Le Collectif Palestine Vaincra, créé en 2019 à Toulouse, comptait avant sa dissolution une dizaine de membres actifs, dont l'une des principales activités consistait à tenir un stand d'information dans le centre-ville. Clairement marqué à l'extrême gauche, il ne fait pas mystère de ses sympathies pour le Front populaire de libération de la Palestine (FPLP). Cette petite organisation combinant nationalisme arabe et marxisme est classée terroriste par l'Union européenne un legs de ses détournements d'avion des années 1970. Mais depuis la fin de la seconde Intifada (2000-2005), elle est surtout active au sein de la société civile palestinienne.

« Etat juif nazi »

Le Comité Action Palestine, a, de son côté, émergé en 2004, à Bordeaux, d'une rupture avec une association plus au centre de la galaxie propalestinienne française, Palestine 33. D'une taille très modeste lui aussi, il se positionne en puriste de la cause, volontiers critique de tous ceux qui ne partagent pas sa ligne. L'une comme l'autre de ces deux associations militent pour la création d'un Etat unique, démocratique et multiconfessionnel entre la mer Méditerranée et le fleuve Jourdain, et soutiennent la résistance palestinienne sous toutes ses formes, y compris armée. Outre ce positionnement, les décrets de dissolution leur reprochent une série de propos particulièrement véhéments, relevés sur leur site Internet et les réseaux sociaux.

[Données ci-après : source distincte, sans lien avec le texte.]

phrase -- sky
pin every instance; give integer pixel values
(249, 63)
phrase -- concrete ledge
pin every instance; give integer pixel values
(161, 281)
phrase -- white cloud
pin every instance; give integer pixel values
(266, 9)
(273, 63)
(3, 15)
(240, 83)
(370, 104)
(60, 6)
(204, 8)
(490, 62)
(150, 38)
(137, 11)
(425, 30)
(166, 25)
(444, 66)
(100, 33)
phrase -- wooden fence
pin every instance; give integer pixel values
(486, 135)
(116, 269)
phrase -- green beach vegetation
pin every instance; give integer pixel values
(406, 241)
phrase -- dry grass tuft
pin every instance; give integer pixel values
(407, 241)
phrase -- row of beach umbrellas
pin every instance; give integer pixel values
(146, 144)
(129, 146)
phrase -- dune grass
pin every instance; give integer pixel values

Dans un texte publié sur la page Facebook du Comité Action Palestine en 2021, Israël se trouve qualifié « d'Etat juif nazi » , de « petit Etat qui ressemble à un abcès » et « d'excroissance maligne qu'il faut arracher du monde » . Concernant le Collectif Palestine Vaincra, les autorités françaises dénoncent un manque de modération des débats sur ses sites, faisant apparaître, selon le décret, des « commentaires antisémites » : « Terroristes sionistes nazis impunis » , « les colons juifs se prennent pour la Gestapo » , « ce sera à notre tour de les crever ces chiens » .

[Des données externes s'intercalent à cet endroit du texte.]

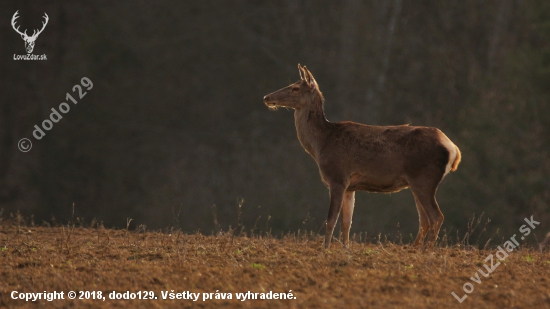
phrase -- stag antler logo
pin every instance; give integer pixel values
(29, 40)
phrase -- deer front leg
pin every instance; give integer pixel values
(347, 213)
(336, 197)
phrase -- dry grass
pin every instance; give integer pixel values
(384, 275)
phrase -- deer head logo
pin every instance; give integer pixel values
(29, 40)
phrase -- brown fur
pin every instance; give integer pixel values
(353, 156)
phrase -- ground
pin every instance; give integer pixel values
(366, 275)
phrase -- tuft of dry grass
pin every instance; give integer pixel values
(366, 275)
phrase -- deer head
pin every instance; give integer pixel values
(296, 95)
(29, 40)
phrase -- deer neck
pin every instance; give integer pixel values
(312, 126)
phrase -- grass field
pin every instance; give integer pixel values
(367, 275)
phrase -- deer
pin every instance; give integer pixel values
(358, 157)
(29, 40)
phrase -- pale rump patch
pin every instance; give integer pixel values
(453, 151)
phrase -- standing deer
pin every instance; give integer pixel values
(29, 40)
(353, 156)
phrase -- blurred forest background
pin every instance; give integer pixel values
(175, 122)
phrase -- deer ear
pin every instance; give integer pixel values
(301, 71)
(310, 79)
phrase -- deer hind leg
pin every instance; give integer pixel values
(347, 213)
(424, 192)
(336, 197)
(424, 223)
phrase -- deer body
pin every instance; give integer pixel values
(356, 157)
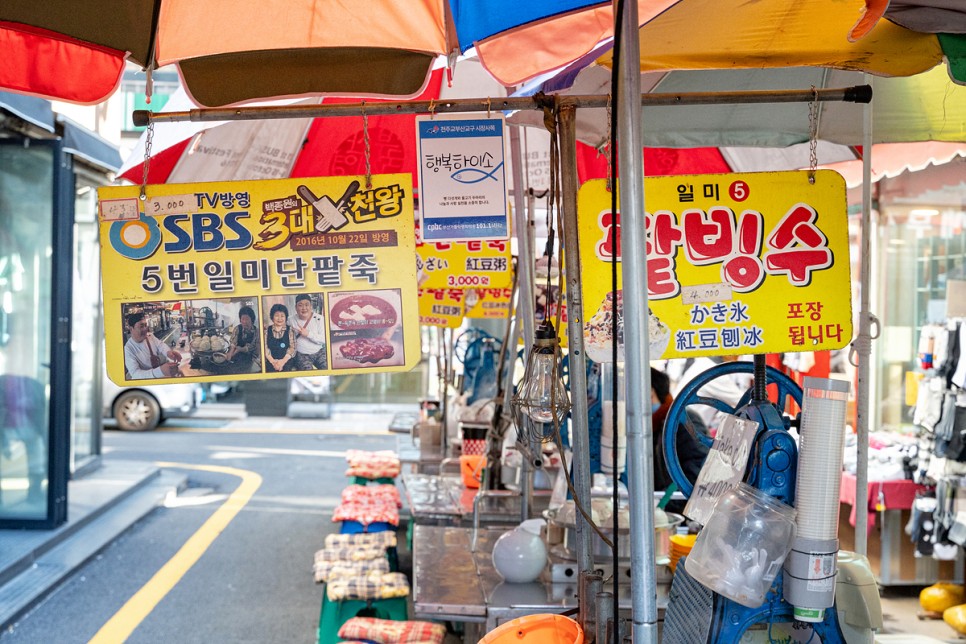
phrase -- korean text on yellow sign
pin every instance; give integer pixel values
(259, 279)
(736, 264)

Les deux associations récusent toute dérive antisémite. Le Collectif Palestine Vaincra, qui soutient que certains des propos épinglés par le décret ont été effectivement supprimés, s'est joint, en 2021, à un hommage rendu par des formations de gauche toulousaines aux victimes de Mohammed Merah, tuées en 2012 devant l'école juive Ozar Hatorah de la Ville rose. « Les termes employés par le Comité Action Palestine sont proportionnés à la gravité des atteintes aux droits fondamentaux des Palestiniens » , soutient Me Vincent Brengarth, dans le référé-liberté qu'il a introduit au nom de l'association. A l'appui de sa démonstration, il cite les récents rapports, signés d'Amnesty International, de Human Rights Watch et de l'ONU, qui qualifient d' « apartheid » la situation en Israël ainsi que dans les territoires occupés. Après l'audience de mardi, le Conseil d'Etat disposera de deux ou trois jours pour décider de confirmer ou de suspendre les décrets de dissolution.